Law schools don’t just expose their students to a plethora of laws to commit to memory. What they actually do is alter the thought processes of their students. Spouses of law school students are the first to see this as the law student discovers a greater ability to win marital arguments while also learning the thrill of victory can sometimes be a cold comfort.
Anyway, lawyers think in a certain way and that way of thinking can be generalized into a series of inquiries. What is the law or issue? Given the law or issue, what are the important facts? What are the best arguments, both pro and con? And so forth.
All of which is to suggest a certain approach to analyzing issues in the church. Church matters can’t be reduced to legal analysis, but there are questions involving matters like jurisdiction, the law (moral), and procedures (fair) that are familiar territory to the lawyer. There’s enough in common that it can be a profitable exercise to do church-court hypothetical scenarios to analyze issues Christians confront.
And, yes, I have a hypothetical in mind. It’s an issue that’s been bouncing in the blogosphere, and it could be an illuminating one. But before we get to that difficult hypothetical, let’s do an easier one. We’ll start with a factual situation and then apply the scriptures and standards to it.
1. Specification. On October 7, 2012, Pastor Smith preached that the members of his congregation should vote Mitt Romney for President.
2. Sin charged. Binding the conscience.
3. Scripture supporting the charge. Gal. 1:8–9, 2 Thess. 2:2, James 4:12, Rom. 14:4, 10, Acts 4:19, Acts 5:29, 1 Cor. 7:22–23, Matt. 15:1–6, Matt. 23:8–10, 2 Cor. 1:24, Matt. 15:9, Col. 2:20–23, Gal. 1:10, Gal. 2:4–5, Gal. 4:9–10, Gal. 5:1. [These are proof texts for the WCF]
4. Secondary standards supporting the charge. WCF 1.6. “The whole counsel of God concerning all things necessary for his own glory, man’s salvation, faith and life, is either expressly set down in Scripture, or by good and necessary consequence may be deduced from Scripture: unto which nothing at any time is to be added, whether by new revelations of the Spirit, or traditions of men.”
WCF 20.2 “God alone is Lord of the conscience, and hath left it free from the doctrines and commandments of men, which are, in anything, contrary to his Word; or beside it, if matters of faith, or worship. So that, to believe such doctrines, or to obey such commands, out of conscience, is to betray true liberty of conscience: and the requiring of an implicit faith, and an absolute and blind obedience, is to destroy liberty of conscience, and reason also.”
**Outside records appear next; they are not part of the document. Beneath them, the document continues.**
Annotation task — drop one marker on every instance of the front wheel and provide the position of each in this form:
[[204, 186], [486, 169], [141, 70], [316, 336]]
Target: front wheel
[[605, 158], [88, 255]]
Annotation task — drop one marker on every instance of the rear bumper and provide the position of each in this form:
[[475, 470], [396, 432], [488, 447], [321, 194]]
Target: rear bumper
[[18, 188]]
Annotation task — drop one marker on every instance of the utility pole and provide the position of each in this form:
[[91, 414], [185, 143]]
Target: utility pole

5. Statement in support of the charges. Voting involves numerous considerations. Those considerations are as numerous as there are issues a President may confront: domestic and foreign, economic and social. Voting may also turn upon the intelligence, competence, demeanor, rhetorical effectiveness, political savvy, etc. of the candidates. With so many factors involved one cannot by good and necessary inference deduce that a Christian must vote for Mitt Romney and to do so is to unlawfully bind the conscience.
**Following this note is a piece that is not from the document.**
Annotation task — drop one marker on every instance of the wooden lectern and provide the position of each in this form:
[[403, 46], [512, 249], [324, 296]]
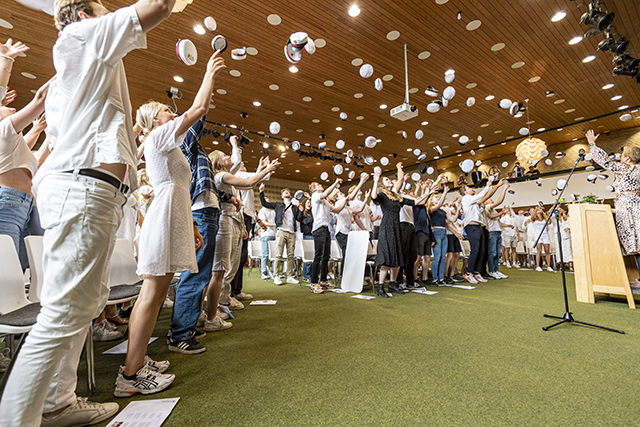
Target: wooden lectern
[[597, 257]]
This could have been more elaborate, particularly the Statement in Support of Charges, but this should suffice to illustrate how we might walk through any number of issues.
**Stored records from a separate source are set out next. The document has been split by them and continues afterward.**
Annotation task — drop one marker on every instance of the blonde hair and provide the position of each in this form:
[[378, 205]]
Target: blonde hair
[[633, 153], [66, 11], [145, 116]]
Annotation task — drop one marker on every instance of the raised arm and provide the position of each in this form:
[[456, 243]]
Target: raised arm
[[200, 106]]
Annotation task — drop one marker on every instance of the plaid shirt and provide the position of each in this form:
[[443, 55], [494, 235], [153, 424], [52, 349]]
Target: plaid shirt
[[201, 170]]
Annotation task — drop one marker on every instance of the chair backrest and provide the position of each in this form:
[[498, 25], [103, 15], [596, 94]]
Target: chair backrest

Now that we’ve walked through the analysis we’re ready to look at another specification: “on a certain date Politician Doe said that abortion should remain legal.” Note well that Politician Doe has neither had an abortion nor assisted in one. Moreover, the specification isn’t about Doe’s action on a bill. I’ve tried to construct a convincing argument that would establish the sinfulness of making such a statement but haven’t been able to do so. What is particularly intriguing about this hypothetical is that I disagree with Politician Doe’s position and perhaps you do as well, but establishing a biblical sin isn’t the same as violating popular opinion. And, while we’re on the issue of popular opinion, we should recognize that Pastor Smith (above) might have voiced a majority position in his church but sinned nonetheless.
So is Politician Doe uttering permissible political speech or is he violating the Law of God? We’re assuming that politician Doe is a member of a Reformed church. If anyone would like to construct a case against Politician Doe, let me know. If so, we could conduct a sort of mock trial with advocates on both sides. It could be a useful exercise.